「親鸞会」の卒業と「念仏の信心」のススメ

親鸞会からの卒業と、いろいろな入射角で浄土真宗の領解を取り上げるブログです

⑨「一念覚知」について

 「一念覚知」についてYouTubeなどの動画で、数多くの根拠が出されて論争が続いているようです。 

 親鸞会の元講師の方から、それとは少し異なる観点「認識論」で述べてみてほしいとのことです。

 「一念覚知」の定義を『浄土真宗辞典』では
 「行者は、信の一念に信心を得たという自覚があるとし、その具体的な日時などを明確に記憶していなければならないとする理解。往生成仏の正因である他力信心の獲得に、行者の意業が関与することになるので、異安心とされる。」

 とされています。ここで以下の二つのことが述べられています。
(1)「その具体的な日時などを明確に記憶していなければならない」
(2)「往生成仏の正因である他力信心の獲得に、行者の意業が関与することになる」
 
 (1)は「実時」(具体的な日時)ということです。「実時」を覚えてなければならないとするのは異安心である、に異論はないとおもいます。
 
 問題は(2)ですが、これは「仮時」(蜂に刺されたとき、頭を打ったときなど)の意業による認識です。

結論を先に申しますと、
 信一念の「仮時」を意業で認識することを信心決定の証拠とするのは、意業の関与を認めることになるので「一念覚知」となります。
 
 あるいは、信前信後の刹那をハッキリ認識できるというのも、意業の自覚ですので「一念覚知」となります。
 
 そもそも人間の意業による認識などというものはあやふやで、あてになるものではありません。
 
 ①「因果論(縁起)」で申し上げたとおり、一切のものは「無我」「空」であると教えられたのが仏教です。自分という存在は時々刻々と変化し続けています。
  しかし人間の認識能力では刹那の変化など認識することはできません。

 ほとけ様の智慧でご覧になりますと、刹那に変化する私は同じ私ではないとされます。 

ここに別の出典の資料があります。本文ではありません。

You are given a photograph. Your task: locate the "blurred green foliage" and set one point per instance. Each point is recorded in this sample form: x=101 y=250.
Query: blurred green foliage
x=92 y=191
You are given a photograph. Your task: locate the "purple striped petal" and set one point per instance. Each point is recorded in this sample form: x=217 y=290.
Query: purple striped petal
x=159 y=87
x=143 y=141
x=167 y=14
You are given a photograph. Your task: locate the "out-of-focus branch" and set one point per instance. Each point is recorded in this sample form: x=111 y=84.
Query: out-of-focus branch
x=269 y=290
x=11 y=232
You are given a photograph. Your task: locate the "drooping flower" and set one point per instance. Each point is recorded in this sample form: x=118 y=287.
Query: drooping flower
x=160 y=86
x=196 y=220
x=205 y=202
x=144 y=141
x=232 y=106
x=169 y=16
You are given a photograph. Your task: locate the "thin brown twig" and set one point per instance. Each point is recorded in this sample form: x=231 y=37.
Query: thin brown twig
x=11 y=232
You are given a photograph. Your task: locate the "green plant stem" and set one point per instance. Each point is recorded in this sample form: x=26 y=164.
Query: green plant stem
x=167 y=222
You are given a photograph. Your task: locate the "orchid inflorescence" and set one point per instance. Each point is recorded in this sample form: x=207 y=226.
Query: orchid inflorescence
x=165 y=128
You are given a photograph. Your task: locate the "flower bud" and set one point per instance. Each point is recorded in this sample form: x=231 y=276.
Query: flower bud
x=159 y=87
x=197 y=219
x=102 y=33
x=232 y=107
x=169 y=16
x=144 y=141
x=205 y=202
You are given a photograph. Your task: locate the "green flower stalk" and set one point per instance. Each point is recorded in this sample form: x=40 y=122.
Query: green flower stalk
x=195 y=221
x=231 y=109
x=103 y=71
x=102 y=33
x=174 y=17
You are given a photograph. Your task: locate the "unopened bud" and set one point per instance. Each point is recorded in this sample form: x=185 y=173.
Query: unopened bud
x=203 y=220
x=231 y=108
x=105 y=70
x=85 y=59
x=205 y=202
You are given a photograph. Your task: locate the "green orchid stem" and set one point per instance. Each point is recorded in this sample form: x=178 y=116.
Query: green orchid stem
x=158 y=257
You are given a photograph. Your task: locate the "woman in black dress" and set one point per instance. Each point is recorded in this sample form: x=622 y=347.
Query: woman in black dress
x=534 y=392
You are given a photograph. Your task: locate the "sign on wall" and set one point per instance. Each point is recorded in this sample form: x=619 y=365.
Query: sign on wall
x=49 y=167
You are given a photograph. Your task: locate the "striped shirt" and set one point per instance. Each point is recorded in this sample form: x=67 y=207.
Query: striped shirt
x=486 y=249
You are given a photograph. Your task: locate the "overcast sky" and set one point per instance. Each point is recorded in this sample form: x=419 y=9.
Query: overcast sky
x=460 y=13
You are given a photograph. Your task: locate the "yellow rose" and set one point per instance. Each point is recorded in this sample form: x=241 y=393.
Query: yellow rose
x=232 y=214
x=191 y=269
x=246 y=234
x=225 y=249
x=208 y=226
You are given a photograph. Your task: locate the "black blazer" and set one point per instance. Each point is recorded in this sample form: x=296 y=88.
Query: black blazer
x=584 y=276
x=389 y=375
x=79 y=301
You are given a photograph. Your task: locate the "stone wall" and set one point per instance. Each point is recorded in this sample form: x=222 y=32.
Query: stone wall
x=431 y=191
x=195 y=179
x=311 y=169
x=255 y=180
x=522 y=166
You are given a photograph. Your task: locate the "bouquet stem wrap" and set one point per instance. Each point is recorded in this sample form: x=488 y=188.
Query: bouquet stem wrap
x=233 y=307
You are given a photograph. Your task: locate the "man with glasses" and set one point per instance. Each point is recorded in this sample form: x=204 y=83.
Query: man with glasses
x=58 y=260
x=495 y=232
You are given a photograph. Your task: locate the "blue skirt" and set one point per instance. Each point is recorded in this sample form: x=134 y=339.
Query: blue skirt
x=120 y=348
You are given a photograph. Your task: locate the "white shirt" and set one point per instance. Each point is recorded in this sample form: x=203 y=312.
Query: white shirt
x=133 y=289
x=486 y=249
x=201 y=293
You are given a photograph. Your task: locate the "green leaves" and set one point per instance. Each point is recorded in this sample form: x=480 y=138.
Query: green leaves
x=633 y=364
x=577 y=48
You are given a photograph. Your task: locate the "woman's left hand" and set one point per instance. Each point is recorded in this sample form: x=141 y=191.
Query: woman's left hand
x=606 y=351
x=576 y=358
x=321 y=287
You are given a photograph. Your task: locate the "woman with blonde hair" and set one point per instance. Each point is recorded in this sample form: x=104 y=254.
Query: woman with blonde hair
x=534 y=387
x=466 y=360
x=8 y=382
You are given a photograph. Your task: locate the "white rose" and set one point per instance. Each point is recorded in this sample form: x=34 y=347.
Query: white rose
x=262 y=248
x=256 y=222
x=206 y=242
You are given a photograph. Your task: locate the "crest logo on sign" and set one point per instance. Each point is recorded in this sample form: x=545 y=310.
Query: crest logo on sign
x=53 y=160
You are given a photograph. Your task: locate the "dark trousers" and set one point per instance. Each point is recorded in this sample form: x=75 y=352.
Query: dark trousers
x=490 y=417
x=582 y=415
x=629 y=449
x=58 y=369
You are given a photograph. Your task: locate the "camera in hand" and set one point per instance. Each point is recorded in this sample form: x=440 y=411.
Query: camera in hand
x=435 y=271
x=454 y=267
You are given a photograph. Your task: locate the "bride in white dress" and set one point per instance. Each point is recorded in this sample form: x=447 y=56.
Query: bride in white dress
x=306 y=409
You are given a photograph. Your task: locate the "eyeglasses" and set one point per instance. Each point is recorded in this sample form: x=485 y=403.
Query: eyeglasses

 刹那に異なる存在となって変化しているが自分が、あたかも同じ自分であるように認識されている有様を「暴流の如し」と言われます。

 それで仏教では現在の自分だけが確実な自分であると教えられるのです。
 
 時々刻々と一切は変化していますし、過去の自分の認識などというものは不確かなものなのです。

 そのような変化しつづける自分が過去に「ハッキリした」というあやふやな認識を真実の救いの証しとすることはできません。 

 また仏教で説かれる「無量劫」「久遠」「刹那」などの時間の単位は、私たちが今日科学的と呼ばれる認識の色眼鏡(哲学用語で「ドクサ」と言います)を通して知覚する時間ではなく「宗教的な時間」であります。

 阿弥陀仏は「無量寿」「無量光」でありますので、時間的にも空間的にも無限のはたらきです。
 
 そのはたらきに有限の自己が「いま・ここに」包摂されている不思議に出遇う宗教的体験の時間表現となっていると受け取るべきでありましょう。 

 それでは親鸞聖人が「時剋 ( じこく ) の極捉」と述べられているのをどのように受け取ればよいのでしょうか。

 私たちの生命は、常に死と触れ合っています。「生死一如」と申しますが生きると死ぬは紙一重です。

 「時剋の極捉」とは、阿弥陀仏が常に死と触れ合っている「命一刹那の衆生を救うはたらきという仏徳」のことであり「衆生側の意業の認識ではない」と言うことができます。 

 人間の智慧で「時剋の極捉」の刹那を「ハッキリ」と自覚できるいうことはあり得ませんので、その認識を強調するのは浄土真宗の信心とは異なるものです。
 
 「信の一念の瞬間を意業で覚知できることが救われる条件」だと思い込むと、行者は未来の「ハッキリ」した意業の変化をつかもうとし続けてしまいます。

 このような意業の所作は自力です。 

 自力は、自分の三業(身口意)による認識、知覚、変化、感情、行為などを信心決定の証拠として握ろうとする一切を言います。

 信一念の「仮時」をハッキリ自覚することが信心決定の条件だとするのは「一念覚知」であることをご理解頂ければと思います。

 浄土真宗では、
 「いま・ここで」念々に称え聞く「名号」よりほかに「往生一定」の証しはありません。